What use case do you have that needs 10,000 colliding particles?
The main use for such feature is stuff like debris effect, it’s few dozens at most.
And still raycast would be the cheapest way I know of for a particle to detect collision.[/quote]

Few dozens of particles, do you mean like few dozens of particles generated per frame or maximum number of particles the system can have during any given time. I meant maximum of 10000 particles on any given time. I haven’t really used bullet, but if the maximum amount of particles at any given time is less than 100, is the Bullet really that slow, that it really would plummet all the performance?

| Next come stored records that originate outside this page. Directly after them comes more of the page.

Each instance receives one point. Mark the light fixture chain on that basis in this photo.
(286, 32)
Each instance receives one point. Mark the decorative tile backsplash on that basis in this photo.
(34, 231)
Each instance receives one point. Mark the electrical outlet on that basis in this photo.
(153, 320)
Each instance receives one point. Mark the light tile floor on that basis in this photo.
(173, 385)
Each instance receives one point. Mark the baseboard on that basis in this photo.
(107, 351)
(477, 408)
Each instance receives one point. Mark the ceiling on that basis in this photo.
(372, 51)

What I was thinking is, if you create collision geometry for your particle emitter, and with the assumption that it remains still, you should be able to predict the path the particles take during the creation of a particle. Since position would be calculated from s = v0t + (1/2)at^2, you could solve the t from the equation to see when the particle will hit something. On the other hand I am not really sure how easy it is to actually solve the t from trying to calculate the surroundings when the particle hits something = collision. Basically this would be same as doing ray cast at the creation time, just that when you add gravity to the particles, the movement of the particle becomes parabel, without gravity you could just do single ray cast on creation of a particle to determine the time it will collide to a surrounding object.

Now the problem is, that calculating the collision time during creation only works if the system doesn’t have outside interference, which is probably the more common case. The particle system is moving, so the collision geometry around the particle emitter changes, or someone enters inside the emitter emitting range.

With the sphere, I meant something like geometrical sphere. Like as long as particles are inside the sphere, they aren’t colliding with anything. Since the mathematical equation to sphere is x^2 + y^2 + z^2 = r^2, you could simply check if particle is within the radius of the sphere. Also you could possibly generate something like octree for the particle emitter and do collision checks for that. Then determine which of the particles remain in which octree and you would skip checking collision of the particles that aren’t inside the octree that actually has a collision. You would just have to think a way to have a good sorting of particles to easily find which octree has the particle inside of them.

Sorry, I am not sure if any of this makes any kind of sense, I am generally terrible of explaining my thinking and these are only ideas, not something that I have actually tried.

Enhex

The things you describe don’t detect collision.